Protokoll der Sitzung vom 15.07.2020

a) Studieren in Corona-Zeiten: Wie unterstützt die Landesregierung Hochschulen, Studierende und Studierendenwerke in dieser schweren Zeit? - Anfrage der Fraktion Bündnis 90/Die Grünen - Drs. 18/7031

Diese Anfrage wird von der Kollegin Eva Viehoff eingebracht. Frau Kollegin, Sie haben das Wort.

Herr Präsident! Liebe Kolleginnen und Kollegen! Meine Damen und Herren!

Studieren in Corona-Zeiten: Wie unterstützt die Landesregierung Hochschulen, Studierende und Studierendenwerke in dieser schweren Zeit?

Im März dieses Jahres beschlossen die Wissenschaftsministerien der Länder, dass das Sommersemester 2020 aufgrund der Corona-Pandemie ein Onlinesemester werde, inklusive Onlineprüfungen. Die Fachhochschulen in Niedersachsen mussten spontan im laufenden Betrieb auf 100 % Onlinelehre umstellen. Die Universitäten hatten etwas Vorlaufzeit, da das Sommersemester dort erst im April begann. Dies stellte die Hochschulen wie Studierende vor Herausforderungen; denn Lehrinhalte und -formate mussten kurzfristig komplett digital umgesetzt werden. Die gemeinnützigen Studierendenwerke kämpfen zudem mit Verlusten, da

Studierende ihre Zimmer in Wohnheimen aufgrund der Onlinelehre von zu Hause nicht beziehen, die Miete nicht zahlen können und/oder der Mensabetrieb seit Beginn der Pandemie nicht angeboten werden konnte.

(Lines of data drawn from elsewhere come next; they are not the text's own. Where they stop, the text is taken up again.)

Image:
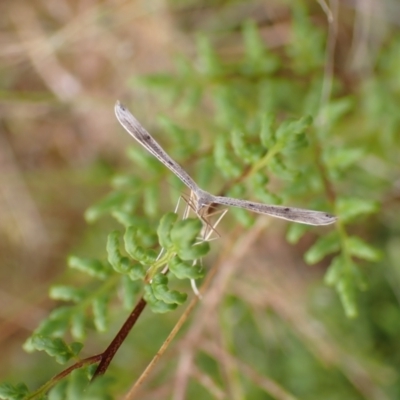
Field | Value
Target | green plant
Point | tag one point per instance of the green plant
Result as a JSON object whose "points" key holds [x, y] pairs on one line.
{"points": [[256, 148]]}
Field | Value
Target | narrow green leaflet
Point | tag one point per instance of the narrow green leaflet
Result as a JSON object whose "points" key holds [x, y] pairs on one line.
{"points": [[137, 252], [185, 270], [156, 305], [67, 293], [99, 305], [13, 392], [349, 208], [161, 292], [90, 266], [164, 229], [184, 236], [56, 347]]}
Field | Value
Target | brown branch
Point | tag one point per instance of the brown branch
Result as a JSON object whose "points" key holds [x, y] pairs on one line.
{"points": [[109, 353]]}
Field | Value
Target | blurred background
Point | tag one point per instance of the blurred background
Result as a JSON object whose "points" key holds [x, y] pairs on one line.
{"points": [[272, 329]]}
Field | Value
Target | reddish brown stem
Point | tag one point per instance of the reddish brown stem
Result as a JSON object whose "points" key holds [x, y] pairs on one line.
{"points": [[109, 353]]}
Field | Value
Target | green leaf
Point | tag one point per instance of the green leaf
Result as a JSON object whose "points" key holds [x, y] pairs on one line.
{"points": [[336, 109], [267, 133], [347, 292], [114, 200], [323, 246], [137, 252], [56, 347], [342, 274], [99, 305], [334, 273], [161, 291], [78, 321], [257, 58], [349, 208], [223, 160], [56, 324], [156, 305], [66, 293], [185, 270], [119, 263], [288, 130], [126, 182], [137, 272], [90, 266], [164, 229], [77, 384], [244, 150], [130, 290], [209, 63], [341, 157], [151, 196], [184, 236], [358, 248], [13, 392]]}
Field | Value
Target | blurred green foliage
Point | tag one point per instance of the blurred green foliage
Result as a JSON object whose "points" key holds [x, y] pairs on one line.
{"points": [[269, 130]]}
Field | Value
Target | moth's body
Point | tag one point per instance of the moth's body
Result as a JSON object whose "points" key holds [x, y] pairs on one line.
{"points": [[205, 199]]}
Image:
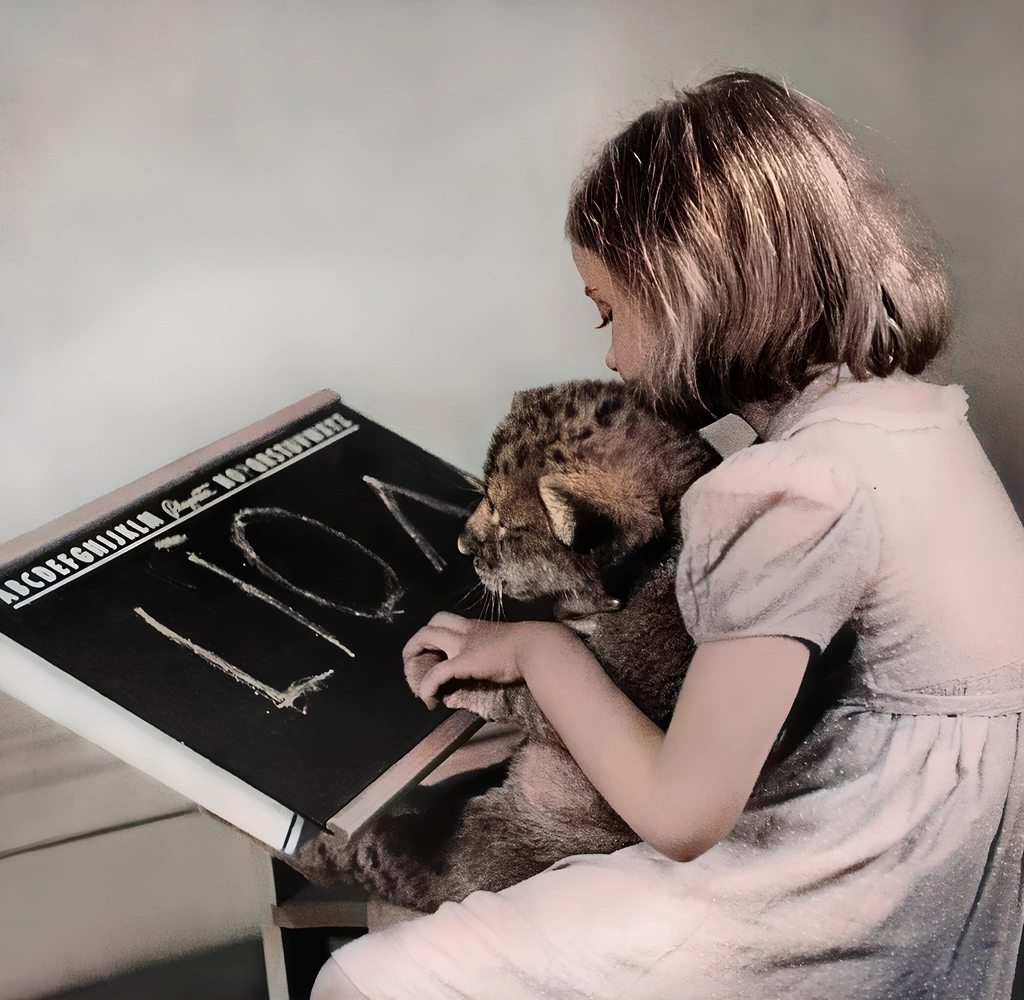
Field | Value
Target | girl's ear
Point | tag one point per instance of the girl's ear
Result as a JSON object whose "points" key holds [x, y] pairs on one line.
{"points": [[594, 508]]}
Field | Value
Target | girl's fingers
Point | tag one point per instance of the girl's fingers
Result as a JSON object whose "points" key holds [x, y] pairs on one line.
{"points": [[439, 675], [456, 622], [432, 638]]}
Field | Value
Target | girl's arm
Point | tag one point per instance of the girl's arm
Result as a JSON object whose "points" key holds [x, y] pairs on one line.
{"points": [[681, 790]]}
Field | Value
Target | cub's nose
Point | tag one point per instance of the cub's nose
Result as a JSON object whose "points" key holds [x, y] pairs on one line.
{"points": [[475, 531]]}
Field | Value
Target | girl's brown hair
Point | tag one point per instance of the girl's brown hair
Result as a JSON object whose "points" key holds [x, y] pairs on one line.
{"points": [[762, 244]]}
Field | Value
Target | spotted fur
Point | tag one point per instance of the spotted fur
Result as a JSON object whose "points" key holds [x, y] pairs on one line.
{"points": [[582, 490]]}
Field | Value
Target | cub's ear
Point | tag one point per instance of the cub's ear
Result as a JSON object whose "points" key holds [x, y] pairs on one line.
{"points": [[558, 503], [589, 509]]}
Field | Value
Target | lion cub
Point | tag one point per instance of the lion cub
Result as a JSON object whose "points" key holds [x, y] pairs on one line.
{"points": [[582, 490]]}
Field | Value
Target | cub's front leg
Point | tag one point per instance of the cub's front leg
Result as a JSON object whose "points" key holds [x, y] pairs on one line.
{"points": [[429, 851], [503, 703]]}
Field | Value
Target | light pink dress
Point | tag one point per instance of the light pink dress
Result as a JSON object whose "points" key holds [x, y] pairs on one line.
{"points": [[883, 858]]}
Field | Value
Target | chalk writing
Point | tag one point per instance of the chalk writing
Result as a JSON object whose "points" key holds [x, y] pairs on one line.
{"points": [[387, 491], [281, 699], [253, 515], [273, 602]]}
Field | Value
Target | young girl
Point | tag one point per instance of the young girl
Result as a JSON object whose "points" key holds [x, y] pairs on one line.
{"points": [[748, 258]]}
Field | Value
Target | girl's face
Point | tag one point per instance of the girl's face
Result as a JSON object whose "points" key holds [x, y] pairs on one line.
{"points": [[626, 355]]}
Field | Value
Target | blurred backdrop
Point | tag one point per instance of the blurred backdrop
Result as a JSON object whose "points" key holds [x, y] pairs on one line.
{"points": [[212, 208]]}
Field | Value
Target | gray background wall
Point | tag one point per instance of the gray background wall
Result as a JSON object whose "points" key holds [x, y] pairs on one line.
{"points": [[211, 209]]}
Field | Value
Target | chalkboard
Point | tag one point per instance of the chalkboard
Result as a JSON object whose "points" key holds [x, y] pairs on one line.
{"points": [[253, 605]]}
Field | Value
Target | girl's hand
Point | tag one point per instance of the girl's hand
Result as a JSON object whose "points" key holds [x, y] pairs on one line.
{"points": [[455, 648]]}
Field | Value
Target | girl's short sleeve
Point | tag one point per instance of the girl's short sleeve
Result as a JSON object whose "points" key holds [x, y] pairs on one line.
{"points": [[775, 542]]}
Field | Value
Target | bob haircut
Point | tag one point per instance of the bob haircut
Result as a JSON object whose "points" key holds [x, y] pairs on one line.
{"points": [[762, 246]]}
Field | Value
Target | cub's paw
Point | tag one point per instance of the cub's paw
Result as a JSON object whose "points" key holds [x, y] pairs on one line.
{"points": [[487, 701]]}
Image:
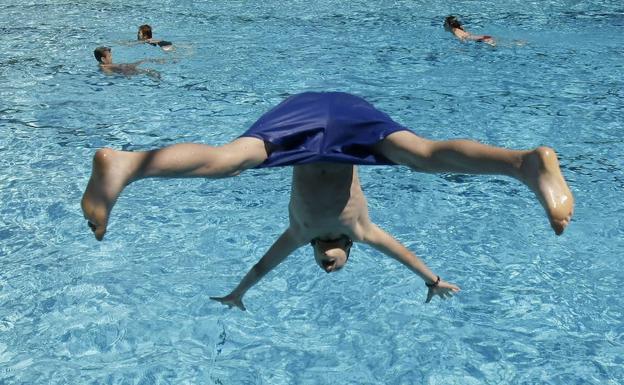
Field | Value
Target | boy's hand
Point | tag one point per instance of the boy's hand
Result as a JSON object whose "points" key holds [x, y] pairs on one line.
{"points": [[443, 289], [231, 300]]}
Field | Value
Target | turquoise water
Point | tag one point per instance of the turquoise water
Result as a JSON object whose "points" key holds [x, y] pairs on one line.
{"points": [[134, 309]]}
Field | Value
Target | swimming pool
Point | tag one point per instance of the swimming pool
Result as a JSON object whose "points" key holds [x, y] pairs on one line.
{"points": [[134, 309]]}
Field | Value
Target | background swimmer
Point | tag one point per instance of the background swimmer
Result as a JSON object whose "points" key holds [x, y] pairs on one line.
{"points": [[104, 56], [453, 25], [145, 35]]}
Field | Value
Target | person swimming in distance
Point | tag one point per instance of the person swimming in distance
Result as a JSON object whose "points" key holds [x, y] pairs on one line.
{"points": [[104, 56], [453, 25], [144, 34]]}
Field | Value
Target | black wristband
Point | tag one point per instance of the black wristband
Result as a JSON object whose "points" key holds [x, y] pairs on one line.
{"points": [[433, 284]]}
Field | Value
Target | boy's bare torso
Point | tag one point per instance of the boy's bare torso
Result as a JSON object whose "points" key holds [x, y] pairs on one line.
{"points": [[327, 202]]}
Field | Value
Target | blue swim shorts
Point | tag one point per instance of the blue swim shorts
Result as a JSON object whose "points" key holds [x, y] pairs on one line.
{"points": [[323, 127]]}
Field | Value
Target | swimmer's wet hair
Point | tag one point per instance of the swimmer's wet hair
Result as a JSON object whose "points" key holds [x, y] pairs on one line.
{"points": [[144, 30], [453, 22], [99, 52]]}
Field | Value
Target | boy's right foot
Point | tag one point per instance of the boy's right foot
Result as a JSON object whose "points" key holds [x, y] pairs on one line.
{"points": [[109, 176]]}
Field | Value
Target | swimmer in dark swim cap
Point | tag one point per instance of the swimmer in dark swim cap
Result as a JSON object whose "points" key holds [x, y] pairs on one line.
{"points": [[145, 35], [453, 25]]}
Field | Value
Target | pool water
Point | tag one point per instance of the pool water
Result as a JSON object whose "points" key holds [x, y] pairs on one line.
{"points": [[135, 309]]}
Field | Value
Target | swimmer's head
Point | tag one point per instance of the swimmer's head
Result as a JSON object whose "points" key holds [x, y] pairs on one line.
{"points": [[451, 22], [331, 254], [103, 55], [145, 32]]}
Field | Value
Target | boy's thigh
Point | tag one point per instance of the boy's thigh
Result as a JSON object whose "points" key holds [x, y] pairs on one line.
{"points": [[402, 146]]}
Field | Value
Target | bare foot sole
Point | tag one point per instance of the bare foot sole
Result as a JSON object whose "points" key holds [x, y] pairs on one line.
{"points": [[106, 183], [541, 172]]}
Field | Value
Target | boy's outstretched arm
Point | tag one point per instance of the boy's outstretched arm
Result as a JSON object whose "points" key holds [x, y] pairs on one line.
{"points": [[281, 248], [387, 244]]}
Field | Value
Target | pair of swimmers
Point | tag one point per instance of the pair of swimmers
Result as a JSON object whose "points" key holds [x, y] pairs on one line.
{"points": [[323, 136], [104, 56]]}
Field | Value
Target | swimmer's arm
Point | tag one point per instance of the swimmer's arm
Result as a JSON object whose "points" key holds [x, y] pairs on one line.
{"points": [[281, 248], [158, 61], [387, 244]]}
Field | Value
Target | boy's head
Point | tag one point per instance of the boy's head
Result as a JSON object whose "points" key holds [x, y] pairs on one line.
{"points": [[332, 254], [451, 22], [145, 32], [102, 55]]}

Am 26. März legte die Landeshochschulkonferenz ein „Sofortprogramm für die Informations-Infrastruktur der niedersächsischen Hochschulen im Rahmen der Corona-Pandemie“ vor. Noch in diesem Jahr würden zusätzlich 17,8 Millionen Euro vom Land benötigt für den Ausbau der lokalen Breitbandnetzwerke, des Landeswissenschaftsnetzes und der Speicher- und Serverinfrastrukturen sowie für die Digitalisierung der Lehre, Einrichtung einer Academic Cloud und für die Informationssicherheit. Ab 2021 sollten weitere Investitionen zur langfristigen Absicherung des Hochschulbetriebes für den Zeitraum bis einschließlich 2025 ergänzt werden. Beides belaufe sich auf eine Gesamtsumme von 154,8 Millionen Euro.

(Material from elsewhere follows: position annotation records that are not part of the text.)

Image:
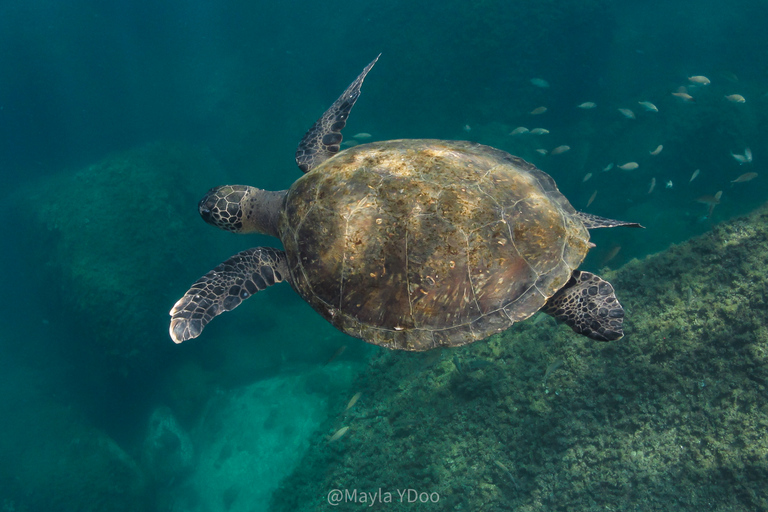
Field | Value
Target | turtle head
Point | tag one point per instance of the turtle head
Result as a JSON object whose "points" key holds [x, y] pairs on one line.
{"points": [[242, 209]]}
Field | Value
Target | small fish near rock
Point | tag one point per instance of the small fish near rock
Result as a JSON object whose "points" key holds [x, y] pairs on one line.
{"points": [[736, 98], [698, 80], [687, 98], [747, 176], [648, 106], [627, 113]]}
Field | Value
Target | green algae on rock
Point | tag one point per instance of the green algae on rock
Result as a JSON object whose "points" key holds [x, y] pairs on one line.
{"points": [[672, 416]]}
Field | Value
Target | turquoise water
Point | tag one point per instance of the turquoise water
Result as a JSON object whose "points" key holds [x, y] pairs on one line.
{"points": [[116, 117]]}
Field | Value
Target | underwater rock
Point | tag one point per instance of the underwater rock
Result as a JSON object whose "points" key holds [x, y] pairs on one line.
{"points": [[62, 462], [168, 453], [101, 245]]}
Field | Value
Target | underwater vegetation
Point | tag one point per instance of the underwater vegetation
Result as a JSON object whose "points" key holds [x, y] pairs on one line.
{"points": [[673, 416]]}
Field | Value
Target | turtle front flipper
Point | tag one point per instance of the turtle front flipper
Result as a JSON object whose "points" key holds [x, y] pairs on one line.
{"points": [[588, 305], [224, 288], [322, 141]]}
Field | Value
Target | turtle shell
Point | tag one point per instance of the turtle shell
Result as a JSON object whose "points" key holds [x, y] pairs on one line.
{"points": [[415, 244]]}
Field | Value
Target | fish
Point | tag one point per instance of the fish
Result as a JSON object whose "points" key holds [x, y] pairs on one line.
{"points": [[684, 96], [747, 176], [712, 201], [742, 159], [353, 400], [336, 354], [337, 435], [694, 175], [591, 198], [627, 113], [698, 79]]}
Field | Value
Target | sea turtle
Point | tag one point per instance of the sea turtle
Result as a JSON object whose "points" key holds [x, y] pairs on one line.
{"points": [[408, 244]]}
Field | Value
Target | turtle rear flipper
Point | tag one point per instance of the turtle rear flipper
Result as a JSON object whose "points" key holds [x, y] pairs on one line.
{"points": [[588, 305], [322, 141], [224, 288]]}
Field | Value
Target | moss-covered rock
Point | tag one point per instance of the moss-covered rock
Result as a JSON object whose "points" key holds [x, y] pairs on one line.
{"points": [[104, 245], [673, 416]]}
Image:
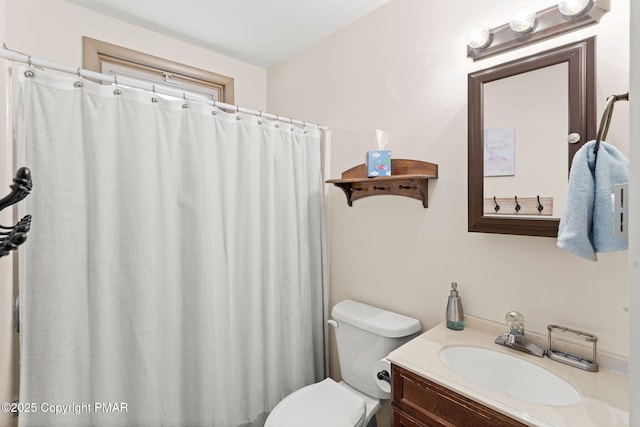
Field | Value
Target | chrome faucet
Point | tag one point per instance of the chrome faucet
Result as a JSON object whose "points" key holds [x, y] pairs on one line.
{"points": [[515, 337]]}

Am 8. Juni protestierten bundesweit und auch in Hannover Studierendenvertretungen unter dem Motto #studihilfejetzt für schnelle und wirksamere Hilfen für durch die Corona-Krise in Not geratene Studierende. Für viele Studierende können Onlinevorlesungen und Videokonferenzen keine Labortermine und Seminardiskussionen ersetzen.

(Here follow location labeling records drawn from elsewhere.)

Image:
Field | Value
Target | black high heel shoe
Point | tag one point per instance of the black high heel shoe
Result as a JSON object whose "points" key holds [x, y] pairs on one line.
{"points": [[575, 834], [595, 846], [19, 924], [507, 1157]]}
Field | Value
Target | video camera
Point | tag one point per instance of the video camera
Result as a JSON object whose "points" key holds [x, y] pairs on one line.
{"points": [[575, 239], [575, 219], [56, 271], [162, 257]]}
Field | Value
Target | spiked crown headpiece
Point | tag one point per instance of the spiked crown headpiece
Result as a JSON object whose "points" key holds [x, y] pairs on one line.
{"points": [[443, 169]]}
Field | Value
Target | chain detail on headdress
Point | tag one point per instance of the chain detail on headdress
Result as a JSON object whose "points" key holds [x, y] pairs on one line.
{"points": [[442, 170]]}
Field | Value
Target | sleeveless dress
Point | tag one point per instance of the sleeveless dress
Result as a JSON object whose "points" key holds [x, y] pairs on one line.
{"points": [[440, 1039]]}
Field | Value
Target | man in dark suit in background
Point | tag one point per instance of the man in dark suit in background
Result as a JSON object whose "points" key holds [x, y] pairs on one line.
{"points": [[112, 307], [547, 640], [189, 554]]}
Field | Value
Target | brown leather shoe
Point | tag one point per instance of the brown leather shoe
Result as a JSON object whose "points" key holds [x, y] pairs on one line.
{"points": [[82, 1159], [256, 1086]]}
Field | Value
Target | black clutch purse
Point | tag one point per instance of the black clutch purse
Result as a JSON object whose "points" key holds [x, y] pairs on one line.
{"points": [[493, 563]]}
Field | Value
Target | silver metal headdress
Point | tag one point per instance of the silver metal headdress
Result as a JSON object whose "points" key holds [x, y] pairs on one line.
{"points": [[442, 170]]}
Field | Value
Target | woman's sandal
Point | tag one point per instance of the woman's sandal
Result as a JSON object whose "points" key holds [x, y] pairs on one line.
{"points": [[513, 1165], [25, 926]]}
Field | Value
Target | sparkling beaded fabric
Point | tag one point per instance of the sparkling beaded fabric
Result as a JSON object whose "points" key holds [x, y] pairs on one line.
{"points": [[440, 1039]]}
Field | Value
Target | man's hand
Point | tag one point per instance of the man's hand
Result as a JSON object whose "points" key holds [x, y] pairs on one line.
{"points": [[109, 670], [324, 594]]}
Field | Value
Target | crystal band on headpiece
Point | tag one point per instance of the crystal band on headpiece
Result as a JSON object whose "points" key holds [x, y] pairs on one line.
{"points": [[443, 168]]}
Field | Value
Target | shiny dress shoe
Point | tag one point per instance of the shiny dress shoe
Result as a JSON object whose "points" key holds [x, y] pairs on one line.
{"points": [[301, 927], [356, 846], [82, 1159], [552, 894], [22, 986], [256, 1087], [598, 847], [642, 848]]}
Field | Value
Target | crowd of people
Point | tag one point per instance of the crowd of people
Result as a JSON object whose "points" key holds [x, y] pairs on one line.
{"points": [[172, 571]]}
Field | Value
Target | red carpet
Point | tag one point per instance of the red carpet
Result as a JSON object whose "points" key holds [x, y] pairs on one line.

Einige niedersächsische Hochschulen haben bereits jetzt angekündigt, dass auch das kommende Wintersemester zumindest teilweise nur digital als sogenanntes Hybrid-Semester stattfinden wird.

Vor diesem Hintergrund fragen wir die Landesregierung:

1. Wie bewerten Hochschulen, Studierende und Studierendenwerke in Niedersachsen laut Kenntnis der Landesregierung das Onlinesommersemester 2020?

2. Wird die Landesregierung Hochschulen, Studierende und Studierendenwerke bei der Durchführung des geplanten Hybrid-Semesters im Winter 2020/2021 unterstützen, gegebenenfalls wie?

3. Wird die Landesregierung die Hochschulen insbesondere in der Frage der Erstsemester und ihres Starts ins Studium zum Wintersemester 2020/2021 unterstützen, gegebenenfalls wie?

(Beifall bei den GRÜNEN)

Vielen Dank, Frau Kollegin Viehoff. - Die Landesregierung wird antworten, und zwar in persona von Björn Thümler. Herr Minister, auf geht’s!

Herr Präsident! Meine sehr verehrten Damen und Herren! Die vergangenen Monate waren für alle Bildungseinrichtungen eine große Herausforderung. Dies gilt besonders für die Hochschulen, die in sehr kurzer Zeit ihr Programm für die Onlinelehre umgestaltet haben.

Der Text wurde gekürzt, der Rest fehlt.